OL’s instructions mention that, for some, it might be a challenge. Ideally one should know how to solder, stuff a circuit board, and have the woodworking tools and experience to drill holes accurately. If one is designing their own plinth, one obviously needs to know how to work the material, cut the holes, etc. OL sells the power supply/regulator board preassembled and tested for an additional 25 pounds: this is well worth the money. In addition, one needs to wire up the switch and solder the connections to the motor. Any technician could do the whole thing in an hour. If one buys the plinth from OL and wants to use their VTA adjuster, having OL drill the proper size hole will cut assembly time.
The instructions are adequate, if not tightly organized. Builders of Dynakits and veterans of other classic kits might find the instructions somewhat confusing in comparison. OL’s products continue to evolve and at times it’s hard to tell if the in-hand items match the instructions. A thorough re-editing and revision of the manual would be make things clearer, but with a little patience, care, thought and planning, the instructions will answer most questions. And Mark Baker is only an e-mail away.

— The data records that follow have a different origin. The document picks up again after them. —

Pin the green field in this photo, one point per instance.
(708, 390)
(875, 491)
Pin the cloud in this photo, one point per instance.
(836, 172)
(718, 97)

I found the Origin Live kit turntable to be a somewhat high-spirited thoroughbred that requires conscious and sensitive tuning of a variety of adjustments: the speed of the motor, the tension of the belt, VTA, and correct suspension/isolation, to give its best. But oh how musical that best is! Less than careful adjustment still produces a very good sound, but it is worth the extra effort and time to identify the sonic results of these variables in order to extract the ‘table’s maximum potential. A tweaker’s delight? Well yes, and those expecting a turnkey turntable might be a bit intimidated, but perhaps all kit builders will accept this necessary fine-tuning as part of the challenge. Once the fine adjustments are made, one just forgets the ‘table and plays music. Considering the very reasonably-priced upgrade path available (an upgraded AC transformer, a subchassis option, and the use of different plinth materials), one can grow with this turntable over time--as I plan to do. All in all, it’s an exceptionally good value (OK, it’s a steal) and a deeply satisfying, musical turntable.